Moolenaar, a Midland Republican who serves on the House Appropriations Committee, said the legislation came out of conversations with residents and leaders of the smaller communities that were unprepared for the 500-year flood.
"The goal is to get a better cost-share agreement with the federal government. It's going to help the region and save local governments millions of dollars," Moolenaar said.
"The bottom line is small communities simply don't have the resources to fully rebuild after a disaster like this. And we need some extra assistance to get everything back to the way it was."
The Edenville and Sanford dams on the Tittabawassee River were breached May 19, 2020, after heavy rains and winds, emptying Wixom Lake and flooding parts of the Midland area. More than 10,000 people were evacuated, and the flooding caused hundreds of millions of dollars in damage.
Then-President Donald Trump in July approved a major disaster declaration request by the state, after Gov. Gretchen Whitmer's administration estimated the damage across a five-county area as roughly $190 million in losses for residents and $55 million in damage to public infrastructure.
Moolenaar said the change he's seeking to the cost-sharing assistance would be retroactive to cover costs from the flooding disaster last year.
He offered Sanford as an example, which had massive devastation in its downtown area, with the Village Hall floating downstream and crashing into another building, and as many as 15 houses destroyed in one area.
"You have all this debris that accumulates, and who cleans that up?" Moolenaar said. "When you look at parks that were destroyed, all this damage that was done, simply in the area of debris removal, this will save millions of dollars."
Moolenaar has also reintroduced a bill with Rep. Debbie Dingell, D-Dearborn, that aims to ensure compliance with dam and hydropower safety requirements and strengthen owner accountability for repairs and maintenance.

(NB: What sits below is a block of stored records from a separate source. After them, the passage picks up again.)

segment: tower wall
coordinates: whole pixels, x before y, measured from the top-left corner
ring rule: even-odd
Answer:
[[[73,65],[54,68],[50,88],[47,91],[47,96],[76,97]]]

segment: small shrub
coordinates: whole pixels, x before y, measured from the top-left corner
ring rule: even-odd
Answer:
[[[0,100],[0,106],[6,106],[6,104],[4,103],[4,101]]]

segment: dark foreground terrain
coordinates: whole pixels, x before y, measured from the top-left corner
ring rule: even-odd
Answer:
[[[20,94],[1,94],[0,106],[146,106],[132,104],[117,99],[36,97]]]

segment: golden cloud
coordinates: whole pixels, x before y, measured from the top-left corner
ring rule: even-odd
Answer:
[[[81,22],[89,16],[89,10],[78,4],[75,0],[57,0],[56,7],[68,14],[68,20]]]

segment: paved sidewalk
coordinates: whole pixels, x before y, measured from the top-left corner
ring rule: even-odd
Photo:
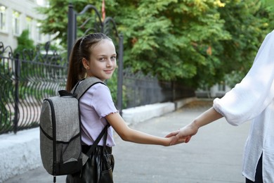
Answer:
[[[190,122],[211,103],[202,104],[201,107],[201,102],[192,102],[131,127],[164,137]],[[201,128],[188,144],[169,147],[126,142],[116,134],[115,182],[244,182],[242,156],[249,129],[249,122],[234,127],[223,118]],[[58,177],[57,182],[65,182],[65,178]],[[53,177],[39,167],[4,182],[48,183],[53,182]]]

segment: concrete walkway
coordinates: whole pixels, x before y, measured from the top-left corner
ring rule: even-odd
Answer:
[[[130,125],[142,132],[164,137],[190,122],[211,105],[208,101],[204,102],[202,107],[200,102],[199,105],[195,103],[192,102],[178,110]],[[233,127],[221,119],[200,129],[189,144],[169,147],[126,142],[116,134],[117,146],[113,148],[115,182],[244,182],[242,155],[249,128],[249,122]],[[58,177],[57,182],[65,182],[65,176]],[[3,182],[52,182],[53,177],[40,163],[36,168]]]

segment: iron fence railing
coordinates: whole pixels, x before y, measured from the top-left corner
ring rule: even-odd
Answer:
[[[0,42],[0,134],[39,126],[43,100],[65,88],[67,63],[62,58],[39,46],[15,56]],[[123,70],[122,85],[124,108],[195,96],[183,84],[159,82],[127,69]]]
[[[15,56],[0,42],[0,134],[38,127],[43,99],[65,87],[67,63],[39,48]]]

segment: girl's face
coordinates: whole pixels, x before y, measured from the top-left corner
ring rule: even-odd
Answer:
[[[111,78],[117,66],[115,47],[111,40],[103,39],[93,46],[90,58],[90,61],[83,58],[88,76],[102,81]]]

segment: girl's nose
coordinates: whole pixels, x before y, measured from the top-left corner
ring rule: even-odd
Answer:
[[[113,65],[113,63],[110,58],[107,59],[107,66],[111,67]]]

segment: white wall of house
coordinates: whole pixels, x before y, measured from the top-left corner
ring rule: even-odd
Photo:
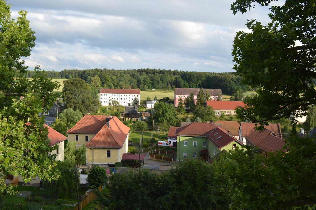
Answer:
[[[100,93],[99,100],[102,106],[110,105],[110,101],[117,101],[122,106],[132,105],[133,100],[135,98],[140,101],[140,94],[126,94],[126,93]]]
[[[57,145],[58,145],[58,153],[57,154],[57,156],[55,159],[55,160],[62,161],[65,159],[65,141],[60,142]],[[53,151],[51,154],[57,154],[57,150],[56,149]]]

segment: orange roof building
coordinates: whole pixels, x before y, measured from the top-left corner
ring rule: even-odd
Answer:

Dingell has suggested the legislation could become part of President Joe Biden's proposed $2 trillion infrastructure package.
The legislation, first introduced in December, was drafted in response to the findings that regulators had struggled for years with oversight of dam operator Boyce Hydro, which had a history of safety and compliance problems and missed deadlines.
The bill would mandate that dam and hydropower works meet the Federal Energy Regulatory Commission's dam safety requirements, and would require that the commission only issue a new license after it determines that the dam meets those safety requirements.
It would also require FERC to establish procedures to evaluate the financial health of prospective hydropower licensees and create a requirement for FERC to convene technical conferences with state regulators to examine best practices for dam safety.
Separately, Moolenaar has submitted requests for earmarked funding to the Appropriations Committee related to mid-Michigan dams, including $750,000 to make Midland's sewer system more resilient in flood events and $1 million for public safety booms to warn boaters not to get close to the Secord and Smallwood dams.